Impact des méthodologies de génomique à haut débit sur le diagnostic prénatal : nouvelles applications, nouveaux problèmes soulevés

le mercredi 21 mars 2012 de 09:30 à 12:30

Collège de France
11, place Marcelin Berthelot
75231 Paris Cedex 05

Renseignements et inscription

site Web www.college-de-france.fr


Table ronde "Impact des méthodologies de génomique à haut débit sur le diagnostic prénatal et le diagnostic préconceptionnel de maladies génétiques : nouvelles applications, nouveaux problèmes soulevés."

Alors que la recherche de mutations génétiques était jusqu’ici une technique relativement lourde et couteuse, les nouvelles techniques de séquençage haut débit rendent ces tests beaucoup plus faciles et bon marché.

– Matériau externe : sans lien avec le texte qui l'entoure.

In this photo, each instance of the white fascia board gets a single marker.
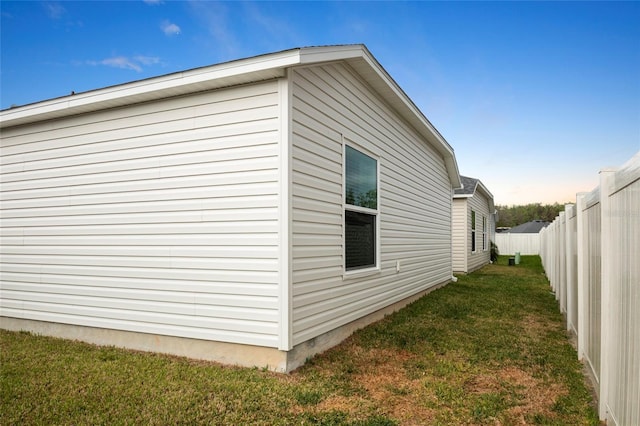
(399, 100)
(199, 79)
(241, 71)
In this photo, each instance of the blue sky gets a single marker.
(534, 97)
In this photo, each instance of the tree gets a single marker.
(510, 216)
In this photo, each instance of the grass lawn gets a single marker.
(489, 349)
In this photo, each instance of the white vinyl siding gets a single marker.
(330, 102)
(159, 217)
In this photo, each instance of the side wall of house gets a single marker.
(482, 255)
(329, 104)
(459, 234)
(157, 218)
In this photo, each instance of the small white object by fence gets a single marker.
(525, 244)
(591, 254)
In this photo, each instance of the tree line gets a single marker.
(510, 216)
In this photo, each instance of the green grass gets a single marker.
(489, 349)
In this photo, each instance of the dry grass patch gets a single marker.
(487, 350)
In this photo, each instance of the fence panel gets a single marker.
(591, 256)
(525, 244)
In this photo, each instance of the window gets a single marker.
(473, 231)
(484, 233)
(361, 210)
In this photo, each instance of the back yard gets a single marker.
(489, 349)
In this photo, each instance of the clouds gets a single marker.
(169, 29)
(135, 63)
(54, 10)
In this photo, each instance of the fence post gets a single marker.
(606, 351)
(582, 253)
(571, 279)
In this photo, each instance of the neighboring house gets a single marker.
(523, 239)
(473, 225)
(254, 212)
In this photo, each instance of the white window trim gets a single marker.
(375, 269)
(485, 246)
(474, 230)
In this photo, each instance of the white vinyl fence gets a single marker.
(591, 254)
(525, 244)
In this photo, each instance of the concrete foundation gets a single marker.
(222, 352)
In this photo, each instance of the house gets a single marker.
(473, 227)
(254, 212)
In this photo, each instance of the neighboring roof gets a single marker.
(257, 68)
(532, 227)
(470, 186)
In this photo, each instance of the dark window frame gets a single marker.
(361, 209)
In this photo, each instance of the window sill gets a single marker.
(360, 273)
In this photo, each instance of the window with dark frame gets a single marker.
(361, 210)
(473, 231)
(484, 233)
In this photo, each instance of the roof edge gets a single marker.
(241, 71)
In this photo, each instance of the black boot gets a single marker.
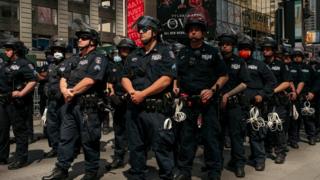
(260, 166)
(116, 163)
(239, 172)
(17, 164)
(57, 174)
(280, 159)
(90, 176)
(312, 141)
(51, 154)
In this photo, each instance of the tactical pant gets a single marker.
(234, 119)
(29, 114)
(83, 124)
(212, 135)
(12, 114)
(120, 134)
(277, 139)
(53, 123)
(145, 130)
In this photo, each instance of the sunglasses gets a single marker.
(143, 29)
(85, 37)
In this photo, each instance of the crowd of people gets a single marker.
(168, 98)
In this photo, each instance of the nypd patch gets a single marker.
(97, 67)
(15, 67)
(98, 60)
(156, 57)
(171, 54)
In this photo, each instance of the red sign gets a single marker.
(135, 10)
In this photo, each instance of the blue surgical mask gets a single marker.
(117, 59)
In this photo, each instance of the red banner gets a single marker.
(135, 9)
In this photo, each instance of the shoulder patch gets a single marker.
(156, 57)
(97, 67)
(171, 54)
(98, 60)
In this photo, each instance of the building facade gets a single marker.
(35, 22)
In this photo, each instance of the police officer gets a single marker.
(279, 102)
(260, 88)
(147, 75)
(82, 88)
(233, 115)
(304, 96)
(117, 96)
(201, 72)
(297, 81)
(17, 82)
(55, 99)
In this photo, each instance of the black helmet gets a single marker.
(245, 41)
(18, 47)
(59, 43)
(127, 43)
(148, 21)
(298, 52)
(227, 38)
(286, 49)
(195, 19)
(89, 33)
(269, 42)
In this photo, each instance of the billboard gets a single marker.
(135, 9)
(171, 14)
(298, 19)
(313, 37)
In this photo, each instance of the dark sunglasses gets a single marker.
(85, 37)
(143, 29)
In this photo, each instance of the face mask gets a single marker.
(58, 55)
(117, 58)
(245, 54)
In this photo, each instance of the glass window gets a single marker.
(46, 15)
(83, 17)
(9, 10)
(106, 3)
(107, 25)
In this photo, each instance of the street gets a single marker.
(300, 164)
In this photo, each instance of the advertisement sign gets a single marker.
(172, 13)
(135, 9)
(313, 37)
(298, 19)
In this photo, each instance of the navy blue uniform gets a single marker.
(144, 125)
(119, 103)
(199, 69)
(234, 117)
(55, 101)
(80, 117)
(262, 83)
(279, 103)
(14, 75)
(297, 77)
(309, 121)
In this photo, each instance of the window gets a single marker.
(9, 9)
(107, 25)
(44, 15)
(83, 17)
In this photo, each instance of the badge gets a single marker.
(62, 69)
(98, 60)
(235, 66)
(15, 67)
(83, 62)
(206, 56)
(97, 68)
(156, 57)
(171, 54)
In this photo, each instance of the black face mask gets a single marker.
(193, 59)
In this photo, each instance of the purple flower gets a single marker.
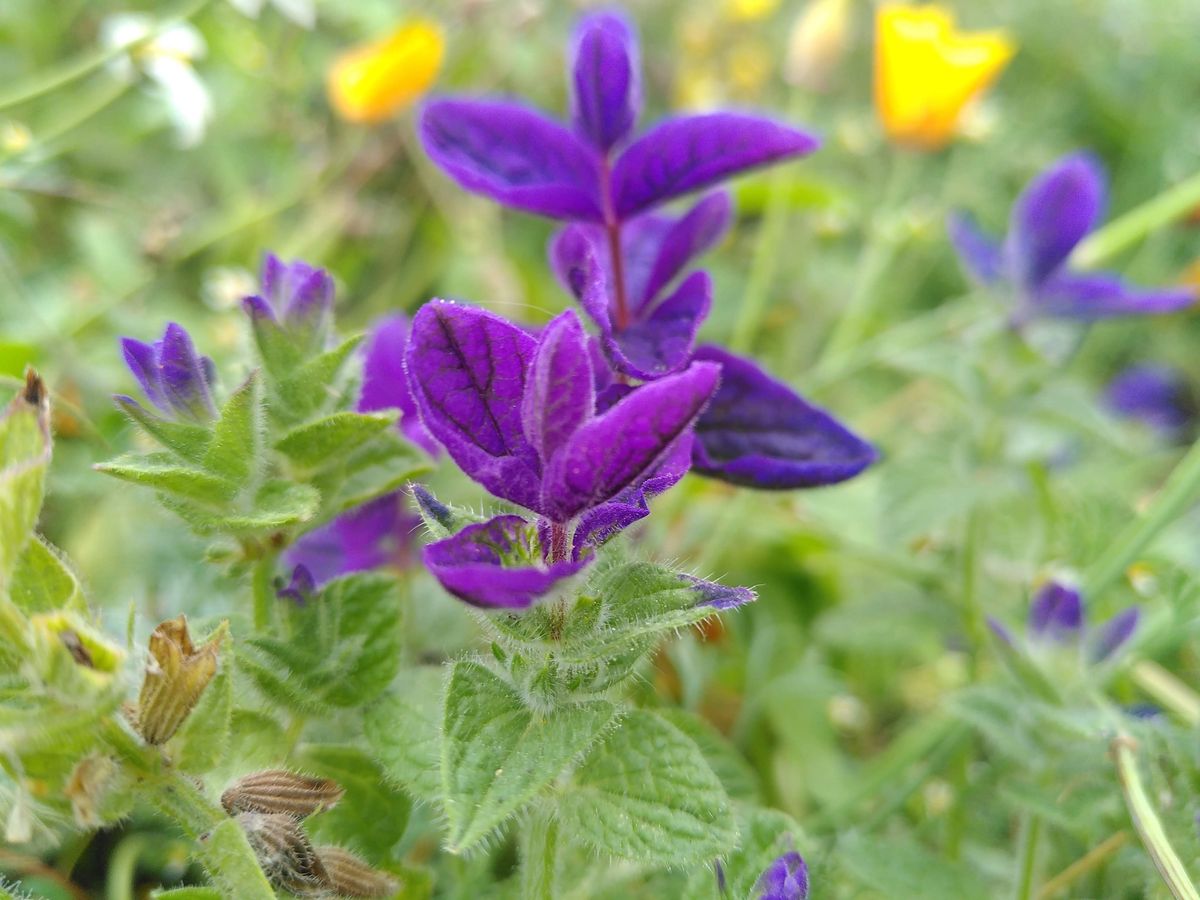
(385, 383)
(377, 533)
(174, 378)
(1050, 217)
(295, 297)
(1056, 616)
(786, 879)
(757, 432)
(1158, 396)
(522, 418)
(592, 172)
(646, 331)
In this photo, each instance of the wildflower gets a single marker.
(786, 879)
(297, 298)
(174, 378)
(177, 675)
(1050, 217)
(1157, 396)
(522, 418)
(593, 172)
(373, 82)
(816, 43)
(927, 71)
(165, 57)
(1057, 618)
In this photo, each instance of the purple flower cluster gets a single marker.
(1051, 216)
(625, 262)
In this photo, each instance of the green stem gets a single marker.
(539, 856)
(1031, 832)
(1181, 490)
(1145, 821)
(1137, 223)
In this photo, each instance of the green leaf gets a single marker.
(202, 742)
(277, 504)
(498, 754)
(163, 472)
(405, 732)
(24, 454)
(237, 449)
(327, 441)
(231, 864)
(189, 441)
(647, 795)
(343, 651)
(372, 816)
(42, 581)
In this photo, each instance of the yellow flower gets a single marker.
(378, 79)
(925, 71)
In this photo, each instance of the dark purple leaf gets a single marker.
(757, 432)
(607, 95)
(684, 155)
(514, 155)
(467, 369)
(493, 565)
(619, 449)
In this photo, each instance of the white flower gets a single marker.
(301, 12)
(166, 59)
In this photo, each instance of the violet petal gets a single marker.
(757, 432)
(385, 382)
(492, 565)
(605, 75)
(467, 369)
(1053, 214)
(683, 155)
(559, 393)
(514, 155)
(624, 445)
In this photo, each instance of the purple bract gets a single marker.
(1050, 217)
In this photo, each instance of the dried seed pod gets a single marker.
(177, 676)
(346, 875)
(283, 852)
(279, 791)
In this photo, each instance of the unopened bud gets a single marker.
(283, 852)
(817, 43)
(346, 875)
(279, 791)
(177, 676)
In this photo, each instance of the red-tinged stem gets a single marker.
(612, 229)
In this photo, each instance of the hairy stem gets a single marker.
(1145, 821)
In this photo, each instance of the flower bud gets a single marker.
(283, 852)
(177, 676)
(346, 875)
(279, 791)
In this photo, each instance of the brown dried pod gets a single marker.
(283, 852)
(177, 676)
(349, 876)
(280, 791)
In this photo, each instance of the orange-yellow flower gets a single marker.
(373, 82)
(925, 71)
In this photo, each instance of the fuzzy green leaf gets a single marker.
(190, 442)
(238, 436)
(498, 754)
(345, 647)
(405, 732)
(24, 455)
(42, 581)
(327, 441)
(372, 816)
(647, 795)
(163, 472)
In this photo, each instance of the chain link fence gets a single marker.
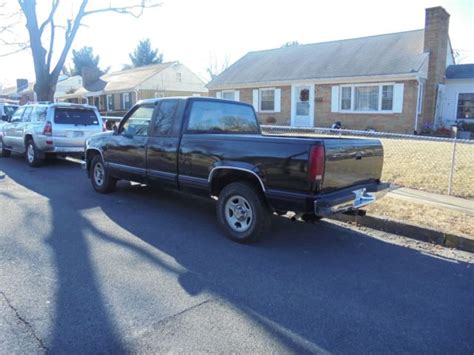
(440, 165)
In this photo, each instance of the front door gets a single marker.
(125, 153)
(303, 106)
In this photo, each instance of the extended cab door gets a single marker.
(125, 152)
(163, 143)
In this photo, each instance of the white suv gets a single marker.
(38, 130)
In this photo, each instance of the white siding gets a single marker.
(255, 99)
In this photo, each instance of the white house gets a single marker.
(456, 96)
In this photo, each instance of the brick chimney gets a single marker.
(90, 75)
(436, 41)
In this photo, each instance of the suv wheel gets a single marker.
(5, 152)
(33, 154)
(101, 180)
(242, 212)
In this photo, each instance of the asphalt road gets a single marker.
(144, 270)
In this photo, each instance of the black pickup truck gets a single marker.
(214, 147)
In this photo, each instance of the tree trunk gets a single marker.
(45, 89)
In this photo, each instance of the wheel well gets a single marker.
(223, 177)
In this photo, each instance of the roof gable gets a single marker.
(395, 53)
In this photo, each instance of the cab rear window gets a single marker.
(75, 116)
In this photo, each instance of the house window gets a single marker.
(387, 97)
(126, 101)
(267, 100)
(110, 102)
(465, 105)
(367, 98)
(346, 95)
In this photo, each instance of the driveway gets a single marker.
(144, 270)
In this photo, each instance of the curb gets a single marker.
(409, 230)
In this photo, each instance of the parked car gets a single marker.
(49, 129)
(7, 110)
(214, 147)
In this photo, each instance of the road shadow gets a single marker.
(336, 289)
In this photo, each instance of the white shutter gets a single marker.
(335, 99)
(255, 99)
(277, 100)
(398, 98)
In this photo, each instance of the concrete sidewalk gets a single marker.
(438, 200)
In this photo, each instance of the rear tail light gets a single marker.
(48, 129)
(316, 164)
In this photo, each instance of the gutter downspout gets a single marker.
(136, 95)
(417, 104)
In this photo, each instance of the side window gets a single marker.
(138, 122)
(164, 118)
(218, 117)
(27, 114)
(38, 114)
(17, 115)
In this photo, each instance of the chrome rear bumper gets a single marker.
(349, 199)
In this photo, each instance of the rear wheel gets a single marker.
(101, 180)
(242, 212)
(33, 157)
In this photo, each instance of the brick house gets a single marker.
(114, 93)
(387, 82)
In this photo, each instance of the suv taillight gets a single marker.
(316, 164)
(48, 129)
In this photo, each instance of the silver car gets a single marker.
(37, 130)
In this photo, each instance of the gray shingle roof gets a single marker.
(460, 71)
(395, 53)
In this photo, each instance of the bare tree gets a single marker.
(47, 72)
(216, 67)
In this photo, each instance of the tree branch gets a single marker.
(50, 18)
(51, 45)
(15, 51)
(128, 10)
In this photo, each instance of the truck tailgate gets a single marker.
(351, 162)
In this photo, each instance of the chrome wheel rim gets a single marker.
(30, 153)
(238, 213)
(99, 173)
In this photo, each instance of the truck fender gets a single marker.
(229, 165)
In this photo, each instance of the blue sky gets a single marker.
(199, 32)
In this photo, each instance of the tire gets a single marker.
(101, 180)
(243, 213)
(32, 154)
(5, 152)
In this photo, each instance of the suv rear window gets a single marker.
(75, 116)
(222, 117)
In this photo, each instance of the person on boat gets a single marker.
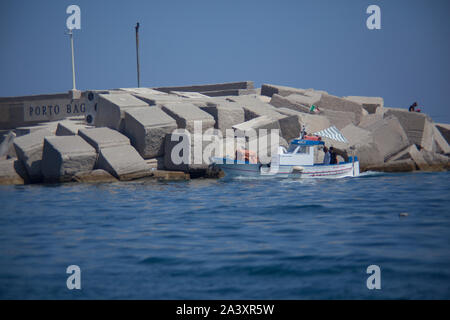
(327, 157)
(333, 156)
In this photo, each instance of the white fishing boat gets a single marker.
(295, 162)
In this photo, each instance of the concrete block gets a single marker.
(170, 175)
(407, 165)
(412, 153)
(254, 107)
(444, 129)
(94, 176)
(412, 122)
(370, 104)
(64, 156)
(7, 145)
(185, 152)
(12, 172)
(425, 160)
(103, 137)
(186, 113)
(442, 146)
(154, 99)
(156, 163)
(364, 147)
(123, 162)
(147, 128)
(295, 102)
(230, 92)
(24, 130)
(29, 151)
(436, 162)
(270, 89)
(111, 109)
(340, 104)
(313, 123)
(388, 136)
(190, 95)
(290, 127)
(253, 126)
(69, 128)
(339, 119)
(203, 88)
(92, 99)
(226, 114)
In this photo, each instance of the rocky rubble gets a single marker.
(129, 133)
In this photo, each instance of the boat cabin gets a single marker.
(300, 151)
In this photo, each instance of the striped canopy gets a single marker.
(332, 133)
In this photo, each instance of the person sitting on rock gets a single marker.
(327, 157)
(333, 156)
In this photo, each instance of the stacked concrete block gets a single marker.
(94, 176)
(64, 156)
(7, 145)
(92, 100)
(253, 127)
(363, 145)
(269, 90)
(158, 99)
(123, 162)
(412, 122)
(111, 109)
(226, 114)
(340, 104)
(12, 172)
(208, 88)
(49, 126)
(190, 95)
(313, 123)
(370, 104)
(411, 153)
(406, 165)
(388, 136)
(339, 119)
(185, 114)
(295, 102)
(156, 163)
(191, 152)
(147, 128)
(441, 143)
(290, 127)
(103, 137)
(164, 175)
(444, 129)
(69, 128)
(436, 162)
(144, 91)
(29, 151)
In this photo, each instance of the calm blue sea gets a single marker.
(235, 239)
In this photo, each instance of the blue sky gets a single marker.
(321, 44)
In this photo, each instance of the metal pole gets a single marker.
(73, 60)
(137, 54)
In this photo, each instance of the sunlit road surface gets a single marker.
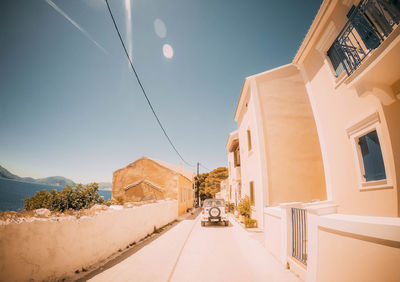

Des méthodes, déjà développées aux USA (Callum J et al. Carrier Testing for Severe Childhood Recessive Diseases by Next generation sequencing, Sci Transl Med 2011 ; Srinivasan BJ et al A Universal carrier test for the long tail of Mendelian diseases, Nature Precedings 2010), permettent de rechercher les mutations pour plus de 400 maladies différentes en une seule fois.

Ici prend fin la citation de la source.